Koperasi
Ekbis

Potensi Besar, Koperasi Perlu Ruang Tumbuh Tanpa Intervensi Berlebih

Channel9.id, Jakarta – Koperasi dinilai memiliki potensi besar menjadi penggerak utama Usaha Mikro, Kecil, dan Menengah (UMKM) serta pendorong pertumbuhan ekonomi nasional, asalkan diberi ruang tumbuh yang memadai. Para pelaku dan pengamat menilai, pembenahan regulasi dan penciptaan ekosistem yang sehat menjadi prasyarat mutlak agar koperasi mampu berkontribusi lebih besar.

Ketua Asosiasi Kader Sosio-Ekonomi Strategis (Akses), Suroto, menegaskan bahwa lebih dari 130 tahun perjalanan koperasi di Indonesia kerap dibayangi kebijakan yang justru mengekang. Alih-alih membiarkan koperasi tumbuh mandiri, pemerintah sering kali mengambil peran terlalu jauh sehingga menurunkan daya saing.

“Sejak dulu, pemerintah mengulang kesalahan yang sama. Koperasi dijadikan objek intervensi, bukan subjek pembangunan. Akibatnya, semangat kemandirian hilang dan perkembangan berjalan lambat,” ujarnya, Minggu (10/8/2025).

Suroto menilai, agar koperasi mampu bersaing di pasar domestik maupun global, tiga prinsip utama harus ditegakkan: rekognisi, distingsi, dan perlindungan.

Rekognisi berarti pengakuan terhadap praktik koperasi berbasis demokrasi dan kemandirian.

Distingsi menekankan perlakuan berbeda dari korporasi kapitalis, misalnya pembebasan pajak bagi koperasi yang menjalankan prinsip keadilan.

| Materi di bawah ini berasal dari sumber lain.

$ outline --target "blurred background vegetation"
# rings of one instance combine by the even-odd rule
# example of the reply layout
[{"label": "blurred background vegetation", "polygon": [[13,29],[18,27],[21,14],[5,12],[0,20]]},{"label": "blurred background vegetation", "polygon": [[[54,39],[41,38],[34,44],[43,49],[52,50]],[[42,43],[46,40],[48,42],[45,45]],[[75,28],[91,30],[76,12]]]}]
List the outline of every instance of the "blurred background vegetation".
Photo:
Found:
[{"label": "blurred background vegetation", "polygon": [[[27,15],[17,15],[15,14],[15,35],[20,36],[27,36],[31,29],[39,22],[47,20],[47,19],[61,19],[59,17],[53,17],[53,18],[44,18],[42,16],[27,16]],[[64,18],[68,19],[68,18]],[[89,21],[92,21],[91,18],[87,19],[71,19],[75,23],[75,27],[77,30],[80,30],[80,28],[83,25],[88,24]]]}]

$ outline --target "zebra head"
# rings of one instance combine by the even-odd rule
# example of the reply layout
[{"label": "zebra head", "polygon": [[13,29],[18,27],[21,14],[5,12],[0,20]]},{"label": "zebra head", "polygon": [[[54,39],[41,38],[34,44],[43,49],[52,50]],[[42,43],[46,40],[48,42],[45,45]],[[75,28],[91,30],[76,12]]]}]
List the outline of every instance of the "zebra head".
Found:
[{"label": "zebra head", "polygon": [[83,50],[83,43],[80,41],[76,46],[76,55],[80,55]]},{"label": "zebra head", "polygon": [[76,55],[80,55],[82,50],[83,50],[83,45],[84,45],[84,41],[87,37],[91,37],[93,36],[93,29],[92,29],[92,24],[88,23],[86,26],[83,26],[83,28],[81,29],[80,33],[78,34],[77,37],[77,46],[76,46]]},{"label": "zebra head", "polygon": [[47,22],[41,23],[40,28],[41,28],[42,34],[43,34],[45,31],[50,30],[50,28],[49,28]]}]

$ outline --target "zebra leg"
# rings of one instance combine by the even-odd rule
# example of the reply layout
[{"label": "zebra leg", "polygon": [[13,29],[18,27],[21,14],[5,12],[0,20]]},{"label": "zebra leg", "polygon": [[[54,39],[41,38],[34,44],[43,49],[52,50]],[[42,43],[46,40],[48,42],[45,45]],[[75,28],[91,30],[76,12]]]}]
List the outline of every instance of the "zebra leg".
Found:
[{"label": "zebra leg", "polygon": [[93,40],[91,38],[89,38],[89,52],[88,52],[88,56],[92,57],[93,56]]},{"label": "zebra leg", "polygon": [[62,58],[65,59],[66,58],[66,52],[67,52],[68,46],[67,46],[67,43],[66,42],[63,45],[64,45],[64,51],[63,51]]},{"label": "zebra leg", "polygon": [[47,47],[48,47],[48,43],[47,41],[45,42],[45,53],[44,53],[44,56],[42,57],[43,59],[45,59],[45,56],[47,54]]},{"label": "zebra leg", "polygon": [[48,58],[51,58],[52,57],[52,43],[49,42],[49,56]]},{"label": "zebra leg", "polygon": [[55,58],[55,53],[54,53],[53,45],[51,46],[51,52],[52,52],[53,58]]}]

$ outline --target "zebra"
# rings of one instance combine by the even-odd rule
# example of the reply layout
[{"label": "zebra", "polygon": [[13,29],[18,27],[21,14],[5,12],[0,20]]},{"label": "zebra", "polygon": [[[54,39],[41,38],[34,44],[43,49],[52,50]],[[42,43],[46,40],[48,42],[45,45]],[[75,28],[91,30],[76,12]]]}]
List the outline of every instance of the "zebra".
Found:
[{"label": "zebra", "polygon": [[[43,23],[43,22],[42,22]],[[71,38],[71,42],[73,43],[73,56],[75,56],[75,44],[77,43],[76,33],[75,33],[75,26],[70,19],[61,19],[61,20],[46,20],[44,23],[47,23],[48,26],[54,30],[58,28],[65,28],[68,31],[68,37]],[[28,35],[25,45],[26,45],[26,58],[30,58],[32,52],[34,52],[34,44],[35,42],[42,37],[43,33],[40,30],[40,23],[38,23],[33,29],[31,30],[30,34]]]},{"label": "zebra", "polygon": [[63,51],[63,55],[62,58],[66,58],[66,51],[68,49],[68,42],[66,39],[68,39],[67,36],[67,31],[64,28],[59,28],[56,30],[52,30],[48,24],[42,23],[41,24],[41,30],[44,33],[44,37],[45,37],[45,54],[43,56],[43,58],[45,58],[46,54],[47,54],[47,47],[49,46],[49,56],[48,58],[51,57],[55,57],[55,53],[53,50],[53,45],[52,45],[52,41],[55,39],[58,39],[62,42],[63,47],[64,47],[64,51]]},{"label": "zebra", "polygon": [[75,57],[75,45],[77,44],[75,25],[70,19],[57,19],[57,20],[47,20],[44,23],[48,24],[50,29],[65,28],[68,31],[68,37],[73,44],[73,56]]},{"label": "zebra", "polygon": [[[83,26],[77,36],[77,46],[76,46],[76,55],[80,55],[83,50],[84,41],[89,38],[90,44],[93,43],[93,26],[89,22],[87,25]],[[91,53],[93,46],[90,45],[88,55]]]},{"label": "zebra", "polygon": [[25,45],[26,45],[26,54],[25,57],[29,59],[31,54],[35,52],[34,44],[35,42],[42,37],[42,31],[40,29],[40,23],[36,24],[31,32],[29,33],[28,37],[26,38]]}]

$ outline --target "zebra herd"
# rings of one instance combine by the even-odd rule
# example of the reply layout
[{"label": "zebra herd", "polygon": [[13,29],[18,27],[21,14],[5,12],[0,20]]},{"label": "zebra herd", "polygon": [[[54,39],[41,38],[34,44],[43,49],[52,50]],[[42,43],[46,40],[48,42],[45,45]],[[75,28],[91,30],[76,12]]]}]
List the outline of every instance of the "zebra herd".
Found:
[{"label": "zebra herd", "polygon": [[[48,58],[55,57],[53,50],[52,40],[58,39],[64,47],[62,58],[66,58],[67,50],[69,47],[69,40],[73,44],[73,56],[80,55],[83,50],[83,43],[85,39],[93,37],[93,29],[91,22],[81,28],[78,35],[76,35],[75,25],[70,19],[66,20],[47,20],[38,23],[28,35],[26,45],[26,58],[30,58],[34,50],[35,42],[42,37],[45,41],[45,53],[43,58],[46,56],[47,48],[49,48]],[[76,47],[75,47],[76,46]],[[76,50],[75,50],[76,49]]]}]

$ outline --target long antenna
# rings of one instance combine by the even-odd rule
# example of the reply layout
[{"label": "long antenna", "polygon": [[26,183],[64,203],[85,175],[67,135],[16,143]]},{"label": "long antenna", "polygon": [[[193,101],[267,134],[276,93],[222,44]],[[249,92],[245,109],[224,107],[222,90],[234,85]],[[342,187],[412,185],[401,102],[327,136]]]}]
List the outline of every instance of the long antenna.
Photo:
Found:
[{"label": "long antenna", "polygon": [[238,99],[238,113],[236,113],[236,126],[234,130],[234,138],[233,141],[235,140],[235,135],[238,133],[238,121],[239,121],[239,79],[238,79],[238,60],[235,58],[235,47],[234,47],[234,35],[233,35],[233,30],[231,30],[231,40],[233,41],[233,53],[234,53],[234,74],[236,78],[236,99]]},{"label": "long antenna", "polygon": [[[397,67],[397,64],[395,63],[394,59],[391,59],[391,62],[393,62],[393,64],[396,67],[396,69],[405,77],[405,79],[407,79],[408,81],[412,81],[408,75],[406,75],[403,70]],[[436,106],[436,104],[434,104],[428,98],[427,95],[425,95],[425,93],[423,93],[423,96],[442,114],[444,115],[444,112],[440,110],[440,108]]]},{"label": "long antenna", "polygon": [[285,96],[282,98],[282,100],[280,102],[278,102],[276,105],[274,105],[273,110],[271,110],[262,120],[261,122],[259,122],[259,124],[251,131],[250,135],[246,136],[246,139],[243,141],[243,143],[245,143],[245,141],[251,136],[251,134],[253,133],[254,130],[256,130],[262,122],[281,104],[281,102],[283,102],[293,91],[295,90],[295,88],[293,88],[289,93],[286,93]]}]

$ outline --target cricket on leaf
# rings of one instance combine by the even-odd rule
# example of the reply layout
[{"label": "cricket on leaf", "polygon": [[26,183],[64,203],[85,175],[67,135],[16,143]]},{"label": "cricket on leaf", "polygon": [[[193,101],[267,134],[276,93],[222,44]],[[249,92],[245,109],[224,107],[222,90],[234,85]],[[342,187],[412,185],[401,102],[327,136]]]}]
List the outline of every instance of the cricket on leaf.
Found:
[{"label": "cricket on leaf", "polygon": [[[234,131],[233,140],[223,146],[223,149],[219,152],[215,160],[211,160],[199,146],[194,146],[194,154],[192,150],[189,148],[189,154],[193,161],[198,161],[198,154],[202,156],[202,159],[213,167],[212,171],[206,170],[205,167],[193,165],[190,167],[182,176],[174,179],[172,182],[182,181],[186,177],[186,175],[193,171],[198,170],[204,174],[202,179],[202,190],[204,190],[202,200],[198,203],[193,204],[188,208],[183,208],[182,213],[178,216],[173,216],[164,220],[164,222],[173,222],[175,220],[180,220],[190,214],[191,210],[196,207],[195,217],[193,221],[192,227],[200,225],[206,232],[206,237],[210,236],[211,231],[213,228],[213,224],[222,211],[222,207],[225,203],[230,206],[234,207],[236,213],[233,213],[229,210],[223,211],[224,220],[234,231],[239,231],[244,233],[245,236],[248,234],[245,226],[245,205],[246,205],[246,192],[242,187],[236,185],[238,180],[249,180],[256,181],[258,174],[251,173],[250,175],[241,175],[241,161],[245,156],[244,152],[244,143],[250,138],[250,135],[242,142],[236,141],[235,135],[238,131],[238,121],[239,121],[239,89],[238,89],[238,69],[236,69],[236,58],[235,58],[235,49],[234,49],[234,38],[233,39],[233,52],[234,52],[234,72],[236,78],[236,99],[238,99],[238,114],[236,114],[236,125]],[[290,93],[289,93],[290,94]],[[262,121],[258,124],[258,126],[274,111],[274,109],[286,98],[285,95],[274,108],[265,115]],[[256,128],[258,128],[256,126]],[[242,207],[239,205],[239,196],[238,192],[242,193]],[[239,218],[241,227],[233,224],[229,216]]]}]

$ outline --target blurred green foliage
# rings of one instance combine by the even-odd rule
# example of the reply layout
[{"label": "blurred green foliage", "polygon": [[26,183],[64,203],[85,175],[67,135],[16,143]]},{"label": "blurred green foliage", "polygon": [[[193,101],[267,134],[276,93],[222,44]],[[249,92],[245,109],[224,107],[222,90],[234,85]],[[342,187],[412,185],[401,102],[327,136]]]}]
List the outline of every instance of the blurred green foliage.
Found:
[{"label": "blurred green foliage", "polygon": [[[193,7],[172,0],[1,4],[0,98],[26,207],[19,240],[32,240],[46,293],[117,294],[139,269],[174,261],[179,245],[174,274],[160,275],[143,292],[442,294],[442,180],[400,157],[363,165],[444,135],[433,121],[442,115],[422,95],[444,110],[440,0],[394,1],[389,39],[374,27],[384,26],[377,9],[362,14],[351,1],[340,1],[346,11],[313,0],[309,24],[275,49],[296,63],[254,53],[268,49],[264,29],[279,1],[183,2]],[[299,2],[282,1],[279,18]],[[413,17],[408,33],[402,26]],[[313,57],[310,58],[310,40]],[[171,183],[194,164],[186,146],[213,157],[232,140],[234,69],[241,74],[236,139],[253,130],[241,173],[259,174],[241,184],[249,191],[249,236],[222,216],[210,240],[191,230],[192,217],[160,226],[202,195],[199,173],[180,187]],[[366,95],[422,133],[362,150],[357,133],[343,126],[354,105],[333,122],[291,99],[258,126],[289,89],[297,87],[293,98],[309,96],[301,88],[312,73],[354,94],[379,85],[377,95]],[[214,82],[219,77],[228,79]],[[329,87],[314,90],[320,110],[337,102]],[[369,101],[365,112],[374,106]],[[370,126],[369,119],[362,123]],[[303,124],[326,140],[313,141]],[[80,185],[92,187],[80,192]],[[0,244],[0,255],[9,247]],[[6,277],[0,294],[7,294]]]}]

Perlindungan difokuskan pada menjaga nilai dan prinsip koperasi, sekaligus mencegah praktik koperasi semu yang hanya mengejar legalitas.

Ia mengingatkan agar pemerintah tidak mengulang pola lama seperti pada Koperasi Unit Desa (KUD) dan Koperasi Tani (Koptan) yang bergantung pada subsidi tanpa daya saing berkelanjutan. Kekhawatiran ini muncul kembali dengan hadirnya model baru seperti Koperasi Desa Merah Putih (KDMP) yang dikhawatirkan hanya mereplikasi kegagalan masa lalu.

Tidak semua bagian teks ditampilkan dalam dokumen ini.